You should be able to go to the Director, the Producer, or the Artistic Director. Speaking up is hard, and I wish you didn't have to do it, but do. I'm concerned for you since you say this is happening a lot. If you don't feel safe in your work space, I hope you can speak up and be taken seriously, but if not, there are other theaters, so please keep searching until you find one that is more hospitable. It can seem dangerous to do so, but you can always simply say you are not available when the offending company calls. If enough people stop supporting and working for a company, it does fall down. But it falls down (or improves itself) much quicker with direct conversation than through ghosting. Most companies get things wrong a lot of the time, but that doesn't necessarily mean they are not open to feedback, and I hope you will find your workplace is open to learning. I can not speak for others, but when I have done something that has offended someone, I want to hear it as soon as possible so I can make sure it doesn't happen again. People do get defensive because we are not taught in this country how to accept feedback, so be kind if you are able, but don't avoid directness and don't apologize for what you need because it allows people to shrug it off. Keep it simple and assertive, and, if at all possible, be ready to walk. It can help to lead with, "I really love working here and want to make sure we're always on good terms, so I need to tell you about something that is making me uncomfortable..." Good, good luck. This is so hard.

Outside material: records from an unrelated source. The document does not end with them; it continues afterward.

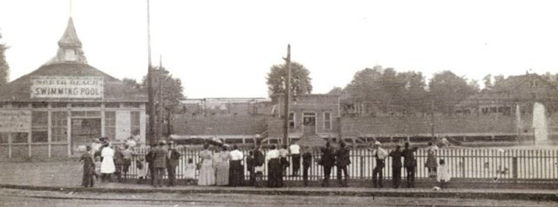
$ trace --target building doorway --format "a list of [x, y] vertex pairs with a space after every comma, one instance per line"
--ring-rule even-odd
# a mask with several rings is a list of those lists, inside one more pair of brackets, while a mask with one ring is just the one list
[[304, 137], [316, 135], [316, 113], [302, 114], [302, 134]]
[[100, 137], [100, 118], [72, 118], [72, 154], [77, 151], [80, 146], [88, 146], [93, 139]]

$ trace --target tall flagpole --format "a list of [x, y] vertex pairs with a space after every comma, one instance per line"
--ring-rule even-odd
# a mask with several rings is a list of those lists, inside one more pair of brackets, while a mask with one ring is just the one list
[[289, 44], [287, 47], [287, 57], [283, 58], [285, 61], [285, 69], [287, 70], [287, 77], [285, 80], [285, 112], [283, 116], [283, 145], [288, 144], [287, 143], [289, 139], [289, 99], [291, 96], [291, 45]]
[[153, 66], [151, 66], [151, 31], [149, 19], [149, 0], [147, 0], [147, 99], [149, 112], [149, 129], [148, 137], [149, 144], [155, 144], [155, 105], [153, 91]]

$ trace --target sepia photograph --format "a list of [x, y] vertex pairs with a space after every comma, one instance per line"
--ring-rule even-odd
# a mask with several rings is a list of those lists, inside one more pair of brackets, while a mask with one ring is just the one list
[[557, 8], [0, 0], [0, 206], [558, 206]]

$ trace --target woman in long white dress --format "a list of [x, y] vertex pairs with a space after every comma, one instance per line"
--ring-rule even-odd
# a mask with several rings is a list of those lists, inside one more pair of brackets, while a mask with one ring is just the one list
[[215, 171], [213, 170], [213, 153], [208, 150], [209, 146], [204, 145], [204, 150], [199, 152], [201, 166], [199, 167], [199, 178], [197, 180], [199, 185], [215, 185]]
[[100, 164], [100, 173], [103, 174], [101, 180], [103, 181], [107, 179], [110, 180], [111, 174], [116, 171], [112, 158], [114, 156], [114, 150], [111, 148], [108, 144], [106, 144], [100, 152], [100, 156], [103, 157], [103, 162]]

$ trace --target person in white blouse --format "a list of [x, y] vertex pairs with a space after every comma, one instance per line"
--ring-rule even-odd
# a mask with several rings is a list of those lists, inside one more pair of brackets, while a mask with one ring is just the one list
[[271, 148], [266, 153], [266, 162], [267, 162], [267, 185], [269, 187], [281, 187], [281, 163], [279, 160], [279, 151], [277, 146], [273, 145]]
[[236, 144], [232, 146], [232, 151], [230, 152], [230, 154], [231, 176], [229, 183], [233, 187], [241, 186], [244, 183], [244, 171], [243, 167], [242, 167], [242, 160], [244, 158], [244, 154], [239, 150], [239, 146]]
[[293, 142], [289, 146], [289, 151], [292, 158], [292, 176], [298, 176], [301, 168], [301, 146], [296, 141]]
[[101, 180], [103, 181], [110, 180], [110, 176], [114, 174], [116, 169], [114, 167], [114, 150], [113, 150], [108, 143], [105, 144], [105, 147], [100, 152], [100, 156], [103, 158], [103, 162], [100, 164], [100, 173]]
[[376, 157], [376, 167], [372, 171], [372, 185], [374, 187], [382, 187], [384, 177], [383, 169], [386, 166], [386, 158], [389, 155], [388, 152], [380, 146], [382, 144], [376, 141], [372, 149], [372, 154]]

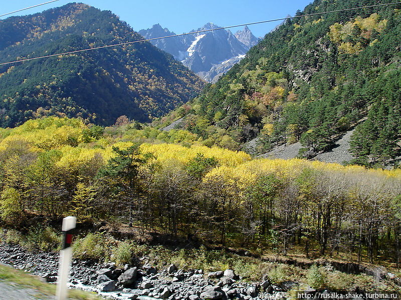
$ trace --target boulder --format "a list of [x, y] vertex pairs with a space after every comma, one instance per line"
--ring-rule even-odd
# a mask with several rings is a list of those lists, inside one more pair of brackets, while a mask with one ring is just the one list
[[256, 288], [255, 286], [250, 286], [248, 288], [247, 288], [247, 290], [245, 292], [250, 297], [254, 297], [258, 294]]
[[116, 283], [114, 281], [110, 280], [98, 284], [96, 288], [99, 288], [100, 292], [114, 292], [116, 290]]
[[150, 294], [150, 290], [148, 288], [145, 288], [145, 290], [142, 291], [141, 294], [144, 296], [147, 296], [149, 294]]
[[216, 300], [225, 298], [226, 294], [220, 286], [207, 286], [205, 291], [200, 293], [200, 298]]
[[148, 281], [142, 282], [138, 286], [138, 288], [141, 290], [148, 290], [149, 288], [151, 288], [153, 287], [153, 284]]
[[96, 278], [96, 282], [98, 284], [102, 284], [103, 282], [108, 282], [110, 280], [110, 278], [106, 276], [104, 274], [102, 274], [102, 275], [99, 275], [97, 276]]
[[225, 276], [220, 278], [220, 282], [223, 286], [231, 286], [234, 283], [234, 280], [230, 277], [226, 277]]
[[176, 272], [176, 270], [177, 270], [177, 267], [175, 266], [175, 265], [174, 264], [170, 264], [167, 268], [167, 272], [169, 274], [174, 273]]
[[223, 271], [217, 271], [217, 272], [211, 272], [208, 274], [208, 277], [209, 278], [220, 278], [223, 277], [224, 274], [224, 272]]
[[96, 271], [96, 274], [98, 275], [106, 275], [109, 278], [110, 278], [112, 273], [113, 270], [109, 268], [102, 268]]
[[118, 283], [124, 286], [131, 286], [136, 280], [138, 275], [138, 268], [136, 267], [131, 268], [124, 272], [118, 278]]
[[172, 294], [172, 292], [168, 288], [164, 288], [162, 292], [160, 294], [160, 296], [163, 299], [168, 298]]
[[48, 282], [55, 282], [57, 281], [57, 276], [49, 276], [47, 278], [46, 278], [46, 281]]

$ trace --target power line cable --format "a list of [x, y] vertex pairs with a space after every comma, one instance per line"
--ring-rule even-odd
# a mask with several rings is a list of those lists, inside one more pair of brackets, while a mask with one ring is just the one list
[[56, 2], [56, 1], [59, 1], [59, 0], [53, 0], [52, 1], [49, 1], [49, 2], [45, 2], [45, 3], [41, 3], [41, 4], [34, 5], [32, 6], [29, 6], [29, 8], [23, 8], [22, 10], [15, 10], [14, 12], [8, 12], [7, 14], [0, 14], [0, 18], [4, 16], [8, 16], [9, 14], [15, 14], [16, 12], [22, 12], [23, 10], [29, 10], [30, 8], [37, 8], [38, 6], [42, 6], [43, 5], [45, 5], [45, 4], [49, 4], [49, 3], [52, 3], [53, 2]]
[[202, 33], [202, 32], [206, 32], [213, 31], [213, 30], [222, 30], [222, 29], [228, 29], [228, 28], [236, 28], [236, 27], [241, 27], [241, 26], [248, 26], [249, 25], [255, 25], [255, 24], [263, 24], [263, 23], [267, 23], [267, 22], [276, 22], [276, 21], [281, 21], [281, 20], [290, 20], [290, 19], [299, 18], [304, 18], [305, 16], [318, 16], [318, 15], [321, 15], [321, 14], [332, 14], [333, 12], [346, 12], [346, 11], [349, 11], [349, 10], [360, 10], [360, 9], [362, 9], [362, 8], [376, 8], [376, 7], [383, 6], [390, 6], [390, 5], [395, 5], [395, 4], [401, 4], [401, 2], [392, 2], [392, 3], [387, 3], [387, 4], [374, 4], [374, 5], [370, 5], [370, 6], [360, 6], [360, 7], [358, 7], [358, 8], [344, 8], [344, 9], [342, 9], [342, 10], [331, 10], [330, 12], [316, 12], [316, 13], [314, 13], [314, 14], [302, 14], [302, 15], [300, 15], [300, 16], [289, 16], [289, 17], [287, 17], [287, 18], [277, 18], [277, 19], [274, 19], [274, 20], [267, 20], [266, 21], [260, 21], [260, 22], [251, 22], [251, 23], [247, 23], [246, 24], [241, 24], [241, 25], [233, 25], [233, 26], [226, 26], [225, 27], [220, 27], [220, 28], [214, 28], [214, 29], [207, 29], [207, 30], [200, 30], [196, 31], [196, 32], [185, 32], [185, 33], [184, 33], [184, 34], [173, 34], [172, 36], [161, 36], [160, 38], [147, 38], [147, 39], [145, 39], [145, 40], [134, 40], [134, 41], [133, 41], [133, 42], [121, 42], [121, 43], [119, 43], [119, 44], [113, 44], [112, 45], [107, 45], [107, 46], [99, 46], [99, 47], [95, 47], [95, 48], [88, 48], [87, 49], [82, 49], [82, 50], [75, 50], [74, 51], [70, 51], [69, 52], [64, 52], [63, 53], [58, 53], [57, 54], [49, 54], [49, 55], [46, 55], [46, 56], [38, 56], [38, 57], [36, 57], [36, 58], [24, 58], [23, 60], [15, 60], [14, 62], [3, 62], [3, 63], [0, 64], [0, 66], [4, 66], [4, 65], [6, 65], [6, 64], [16, 64], [16, 63], [17, 63], [17, 62], [28, 62], [28, 61], [29, 61], [29, 60], [39, 60], [39, 59], [41, 59], [41, 58], [51, 58], [51, 57], [55, 56], [67, 55], [67, 54], [74, 54], [78, 53], [78, 52], [86, 52], [86, 51], [90, 51], [91, 50], [98, 50], [98, 49], [102, 49], [102, 48], [110, 48], [110, 47], [116, 47], [116, 46], [124, 46], [124, 45], [128, 45], [128, 44], [135, 44], [135, 43], [137, 43], [137, 42], [149, 42], [149, 41], [151, 41], [151, 40], [161, 40], [162, 38], [174, 38], [174, 37], [175, 37], [175, 36], [187, 36], [188, 34], [199, 34], [199, 33]]

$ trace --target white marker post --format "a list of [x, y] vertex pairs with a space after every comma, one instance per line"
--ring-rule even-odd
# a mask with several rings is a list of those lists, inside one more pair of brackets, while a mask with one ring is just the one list
[[58, 281], [56, 293], [57, 300], [66, 300], [68, 288], [67, 284], [71, 266], [72, 258], [72, 234], [71, 230], [75, 228], [77, 218], [75, 216], [67, 216], [63, 219], [63, 234], [64, 238], [61, 250], [60, 252], [60, 262], [59, 264]]

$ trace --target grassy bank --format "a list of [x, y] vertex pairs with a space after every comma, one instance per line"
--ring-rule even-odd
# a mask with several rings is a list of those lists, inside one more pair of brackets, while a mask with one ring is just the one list
[[[4, 232], [2, 240], [19, 244], [27, 250], [53, 249], [55, 251], [59, 244], [57, 235], [53, 230], [46, 228], [23, 236], [11, 230]], [[27, 236], [31, 238], [27, 240]], [[353, 290], [357, 288], [366, 291], [400, 289], [392, 281], [379, 276], [364, 273], [346, 274], [328, 264], [311, 264], [301, 268], [240, 256], [224, 250], [208, 250], [203, 246], [199, 248], [172, 249], [161, 246], [139, 244], [132, 240], [117, 240], [106, 232], [91, 233], [78, 237], [73, 244], [73, 248], [75, 257], [79, 259], [111, 261], [120, 266], [125, 264], [140, 266], [146, 261], [159, 269], [174, 264], [179, 268], [202, 269], [206, 272], [231, 268], [247, 281], [260, 282], [267, 278], [278, 285], [291, 282], [293, 283], [293, 288], [297, 290], [308, 286], [332, 290]], [[371, 268], [375, 268], [373, 266]]]

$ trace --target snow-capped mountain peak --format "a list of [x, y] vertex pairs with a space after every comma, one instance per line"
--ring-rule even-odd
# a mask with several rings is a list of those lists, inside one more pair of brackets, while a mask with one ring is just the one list
[[[235, 35], [228, 30], [213, 30], [221, 28], [211, 22], [190, 32], [212, 31], [152, 40], [150, 42], [172, 54], [176, 60], [205, 80], [212, 82], [244, 58], [250, 48], [259, 41], [247, 26]], [[139, 33], [147, 38], [174, 34], [159, 24], [140, 30]]]

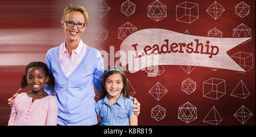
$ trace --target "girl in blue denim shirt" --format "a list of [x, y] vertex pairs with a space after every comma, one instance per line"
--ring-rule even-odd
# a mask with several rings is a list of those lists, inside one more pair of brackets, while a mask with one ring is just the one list
[[138, 125], [138, 117], [133, 111], [135, 105], [130, 98], [129, 86], [125, 73], [113, 69], [102, 76], [100, 98], [95, 110], [102, 126]]

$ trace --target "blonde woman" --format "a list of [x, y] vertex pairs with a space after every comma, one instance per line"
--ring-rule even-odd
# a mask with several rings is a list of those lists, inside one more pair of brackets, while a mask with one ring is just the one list
[[[99, 51], [85, 44], [80, 39], [89, 20], [85, 9], [69, 5], [64, 11], [61, 26], [65, 41], [50, 49], [46, 54], [46, 64], [55, 77], [53, 88], [45, 87], [48, 94], [55, 93], [58, 101], [58, 125], [97, 125], [95, 93], [100, 93], [104, 60]], [[8, 99], [11, 106], [15, 103]], [[134, 110], [139, 114], [140, 103], [132, 99]]]

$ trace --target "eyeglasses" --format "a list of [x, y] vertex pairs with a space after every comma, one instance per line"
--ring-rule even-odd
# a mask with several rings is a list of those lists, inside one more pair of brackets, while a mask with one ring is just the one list
[[85, 26], [85, 23], [75, 23], [71, 21], [65, 21], [67, 26], [70, 27], [73, 27], [75, 25], [76, 25], [76, 27], [79, 28], [82, 28]]

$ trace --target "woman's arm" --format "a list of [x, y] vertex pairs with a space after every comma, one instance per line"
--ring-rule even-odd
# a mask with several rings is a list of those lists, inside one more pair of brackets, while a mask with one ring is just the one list
[[131, 99], [133, 101], [133, 103], [136, 105], [136, 106], [131, 106], [131, 108], [136, 109], [133, 109], [133, 111], [135, 112], [135, 114], [139, 117], [139, 113], [141, 113], [141, 103], [139, 102], [139, 101], [137, 101], [136, 98], [133, 98]]
[[138, 117], [135, 113], [129, 117], [130, 126], [138, 126]]
[[[14, 99], [13, 99], [14, 102]], [[17, 115], [17, 113], [16, 112], [16, 105], [15, 103], [13, 105], [13, 107], [11, 108], [11, 114], [10, 115], [9, 121], [8, 122], [8, 126], [14, 126], [14, 122], [15, 120], [16, 116]]]
[[55, 96], [49, 97], [49, 109], [48, 109], [46, 126], [56, 126], [58, 117], [58, 102]]
[[101, 77], [104, 73], [104, 61], [100, 51], [97, 54], [97, 63], [93, 72], [93, 84], [98, 93], [100, 94], [100, 86], [101, 85]]
[[[50, 49], [51, 50], [51, 49]], [[47, 51], [47, 53], [46, 53], [46, 64], [47, 65], [48, 68], [49, 68], [49, 71], [51, 72], [51, 52], [50, 50]], [[47, 93], [48, 94], [51, 95], [54, 93], [55, 90], [55, 87], [48, 87], [46, 84], [46, 86], [44, 86], [44, 91]]]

No, it doesn't, necessarily...but constant microaggression can contribute to a hostile working environment, and all employees have a right to not work in a hostile environment.

Besides that it's just not good for people. It's not good for morale and it's not good for artistry if someone feels constantly low-level on guard for being insulted or made fun of.

I feel saying it "can't be construed as anything but racist" is broad. When working with other people in an environment where it's already nearly completely dark and it Really Is very difficult to see people, it's the sort of statement that could come out of a person's mouth innocently.

I do though think it's either negligent or ignorant of the effect that and similar comments can have, and such comments should be avoided for that reason.